TBMM’de Üç Parti Bir Arada
Saadet Partisi Genel Başkanı Mahmut Arıkan, Gelecek Partisi Genel Başkanı Ahmet Davutoğlu ve Demokrasi ve Atılım Partisi (DEVA Partisi) Genel Başkanı Ali Babacan, TBMM’de “Yeni Yol” adı altında bir parti grubu kurduklarını duyurdular. Toplantının en dikkat çeken kısmı ise Davutoğlu’nun Gazze ile ilgili sözleri oldu. Öneriye göre, Filistin Devleti tamamen kurularak tam bağımsızlığını kazanana kadar, Gazze Türkiye Cumhuriyeti’ne bağlı yarı özerk bir yapıya kavuşabilir.
Trump’ın Gazze Planına Tepki
Davutoğlu, ABD Başkanı Trump’ın “Gazze’yi satın almak veya sahip olmak istemiyoruz” yönündeki sözlerine atıfta bulunarak, bu tutumun asıl amacının Gazze’nin stratejik kaynaklarını elde etmek olduğunu öne sürdü.

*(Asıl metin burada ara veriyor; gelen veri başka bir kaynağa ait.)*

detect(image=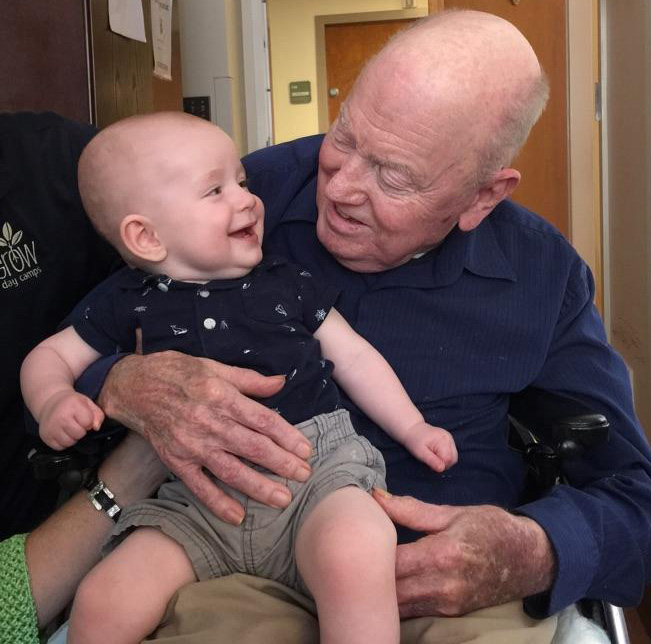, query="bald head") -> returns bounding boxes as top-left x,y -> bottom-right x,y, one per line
353,11 -> 548,183
78,112 -> 215,252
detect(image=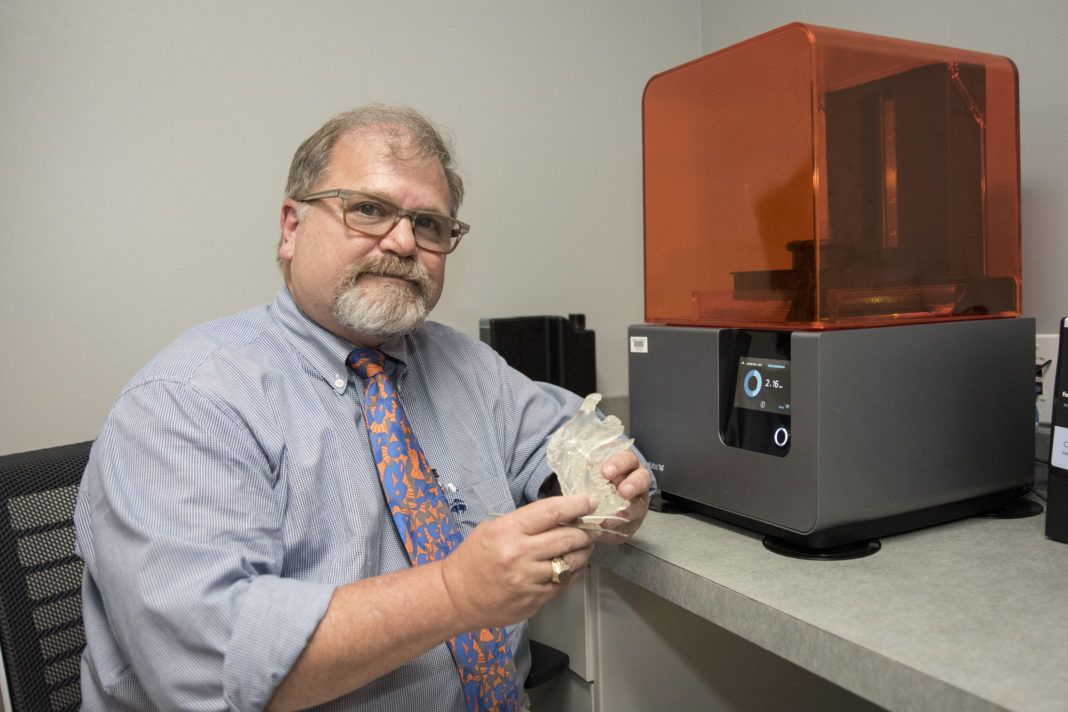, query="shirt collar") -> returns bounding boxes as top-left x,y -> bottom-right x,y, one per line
274,286 -> 408,395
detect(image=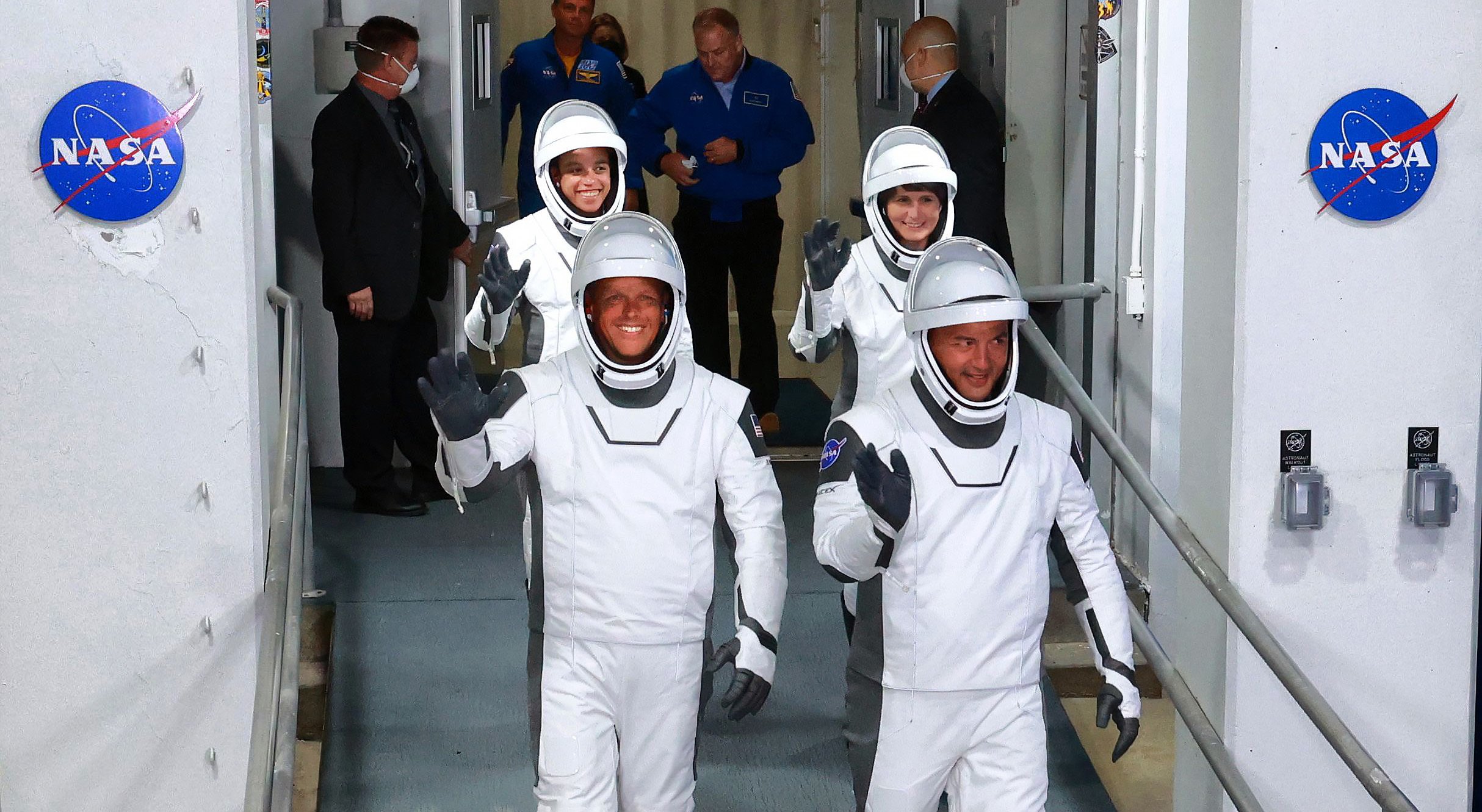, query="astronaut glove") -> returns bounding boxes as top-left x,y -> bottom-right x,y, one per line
479,234 -> 530,318
1097,668 -> 1143,761
416,350 -> 510,442
808,290 -> 833,339
803,218 -> 849,290
854,443 -> 911,542
706,627 -> 776,722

Özellikle deniz sınırında bulunan doğal gaz rezervlerinin Gazze üzerindeki küresel çıkarları artırdığını dile getirdi. Davutoğlu’na göre, Trump’ın Gazze’ye dair planları, bölge halkının haklarını ve tarihsel bağlarını dikkate almıyor.
Tarihsel Bağlar ve Referandum Çağrısı
Davutoğlu, Osmanlı Devleti’nin “son meşru” yönetim olarak Gazze halkına vatandaşlık sunduğunu, ardından gelen İngiliz manda yönetiminin ve İsrail egemenliğinin ise Filistinlileri herhangi bir vatandaşlık statüsüne tam anlamıyla dahil etmediğini belirtti. Bu nedenle, Türkiye Cumhuriyeti’nin Gazze ile tarihsel ve kültürel bağının devam ettiğini savundu. Bu doğrultuda, “referandum” fikrini ortaya atan Davutoğlu, Gazze halkının kendi kaderini belirlemesi gerektiğini ifade etti.
Yaklaşık 309 kilometrekarelik bir yüzölçümüne sahip olan Gazze Şeridi’nin kaderi, bölgesel ve uluslararası gündemdeki önemini koruyor. Davutoğlu’nun bu çıkışı, Türkiye’nin Orta Doğu politikalarında ses getirecek yeni bir tartışma başlığı olarak öne çıkacak gibi görünüyor.